N.W.T. Power Corp. cancels contract for missing power generators

The original contract with Virdi Power Inc. was worth $3.4M US.

California company Virdi Power Inc. was expected to deliver the units approximately two years ago

These photos show the first three units during factory acceptance testing at the Virdi Power facility in Ventura, Calif. They arrived in N.W.T. in October 2017, two years behind schedule. (Submitted by Scott Spencer)

The Northwest Territories Power Corporation (NTPC) has cancelled the remainder of a multimillion dollar contract with a U.S. company after two of the five power generators it promised to deliver failed to materialize last year.

Virdi Power Inc., located in Ventura, Calif., won a contract in mid-2015 to build new generators for the Jackfish Lake power plant in Yellowknife.

The generators were supposed to replace aging infrastructure at the plant six months later.

But after the first three units arrived in October 2017, about two years behind schedule, NTPC decided to scrap the contract and go back to the drawing board.

"NTPC terminated the contract with the supplier in early 2018, based on a breach of the contracted delivery schedule," stated Doug Prendergast, communications manager for the power corporation, in an email.

Scott Spencer is the chief technical officer at NTPC. He said the decision was made after Virdi Power failed to meet a promise to deliver the remaining two generators in December.

Collicutt Energy Services in Red Deer, Alta. has since signed on to complete the work and is expected to deliver the generators this October, said Spencer.

He would not say, however, how much that contract is worth.

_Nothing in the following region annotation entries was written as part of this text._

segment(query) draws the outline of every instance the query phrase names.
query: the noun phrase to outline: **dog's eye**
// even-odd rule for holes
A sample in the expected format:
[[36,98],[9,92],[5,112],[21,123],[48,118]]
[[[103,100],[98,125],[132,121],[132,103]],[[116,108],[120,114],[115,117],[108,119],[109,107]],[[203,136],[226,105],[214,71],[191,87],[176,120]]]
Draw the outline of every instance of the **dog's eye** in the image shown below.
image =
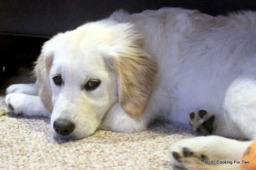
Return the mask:
[[55,76],[52,77],[52,80],[56,86],[60,86],[61,85],[62,82],[61,76]]
[[89,80],[85,85],[86,90],[91,90],[97,88],[100,85],[100,81],[97,79]]

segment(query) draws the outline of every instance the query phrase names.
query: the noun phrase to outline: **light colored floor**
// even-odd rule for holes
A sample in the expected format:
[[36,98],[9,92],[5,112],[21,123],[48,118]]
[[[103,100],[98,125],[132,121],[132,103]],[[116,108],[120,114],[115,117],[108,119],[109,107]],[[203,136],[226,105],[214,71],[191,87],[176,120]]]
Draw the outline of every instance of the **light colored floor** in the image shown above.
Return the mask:
[[[31,69],[30,69],[31,70]],[[6,88],[33,81],[30,70],[0,85],[0,110]],[[156,122],[133,133],[98,131],[76,141],[54,139],[47,118],[0,117],[0,169],[176,169],[168,149],[176,141],[194,136],[189,127]]]

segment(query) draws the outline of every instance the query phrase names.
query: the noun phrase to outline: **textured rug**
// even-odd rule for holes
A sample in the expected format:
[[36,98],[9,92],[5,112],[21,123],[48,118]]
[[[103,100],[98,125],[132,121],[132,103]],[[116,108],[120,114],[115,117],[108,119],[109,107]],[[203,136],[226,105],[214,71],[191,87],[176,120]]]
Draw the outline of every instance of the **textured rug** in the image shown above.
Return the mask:
[[158,122],[132,133],[99,130],[75,141],[54,138],[48,119],[4,115],[6,87],[33,82],[31,71],[22,68],[0,82],[0,169],[177,169],[169,147],[196,135],[189,127]]

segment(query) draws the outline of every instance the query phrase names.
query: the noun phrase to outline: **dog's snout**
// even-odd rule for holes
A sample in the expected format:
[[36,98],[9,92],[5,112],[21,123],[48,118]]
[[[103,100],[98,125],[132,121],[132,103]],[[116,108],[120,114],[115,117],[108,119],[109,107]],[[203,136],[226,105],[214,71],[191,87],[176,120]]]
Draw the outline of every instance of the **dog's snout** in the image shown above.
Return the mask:
[[57,133],[67,135],[74,131],[75,124],[68,120],[58,119],[53,123],[53,128]]

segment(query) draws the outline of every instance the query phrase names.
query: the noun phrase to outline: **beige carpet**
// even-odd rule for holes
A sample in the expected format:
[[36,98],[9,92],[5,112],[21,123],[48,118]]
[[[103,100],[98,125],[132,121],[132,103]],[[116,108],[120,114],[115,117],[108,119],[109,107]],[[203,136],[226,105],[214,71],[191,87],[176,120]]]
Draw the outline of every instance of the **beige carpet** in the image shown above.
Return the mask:
[[[28,83],[31,69],[0,82],[0,110],[6,88]],[[168,154],[176,141],[194,136],[189,127],[156,122],[134,133],[100,130],[76,141],[54,139],[48,119],[0,117],[0,169],[176,169]]]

Original contract worth $3.4M US

"We feel that we made the right decision to wait for the delivery of the first three [generators]," said Spencer.

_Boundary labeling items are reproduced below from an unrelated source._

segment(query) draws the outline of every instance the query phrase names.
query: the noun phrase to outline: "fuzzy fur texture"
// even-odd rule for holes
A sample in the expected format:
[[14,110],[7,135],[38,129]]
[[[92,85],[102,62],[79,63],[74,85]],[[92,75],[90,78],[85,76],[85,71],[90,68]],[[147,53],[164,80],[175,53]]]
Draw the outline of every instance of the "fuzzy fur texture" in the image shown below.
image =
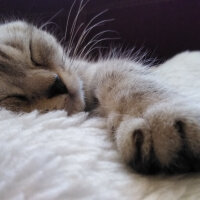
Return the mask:
[[[185,52],[155,73],[193,104],[200,100],[199,65],[199,52]],[[1,200],[200,198],[198,174],[133,173],[110,140],[106,121],[87,119],[86,113],[67,117],[64,111],[16,115],[2,110],[0,146]]]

"However, at some point we had to make a decision as to the best way to move forward with respect to cost to our taxpayer, so we chose to terminate."

The original contract with Virdi Power for the five generators was worth $3.4 million US, according to Spencer.

A document tabled in the N.W.T. Legislative Assembly last fall shows NTPC had incurred additional costs of $560,000 by then to rent backup generators while awaiting the new units from California.

However, Spencer said Virdi Power picked up those rental costs and, in total, NTPC paid Virdi $2.2 million.

'We did everything they asked us to do'

When reached by phone, Virdi Power Inc. president Peter Virdi said he doesn't know why the power corporation cancelled the contract.

"The units have been ready as of Jan. 10," he said.

"We did everything they asked us to do, in good faith and beyond."

Virdi added his company has been "shortchanged … by a million dollars."

But Spencer said NTPC followed the contract "to the letter."

"At some point we had to make a decision on how we can keep moving forward with this project given the delays that we incurred as a result of Virdi Power's delivery," he said.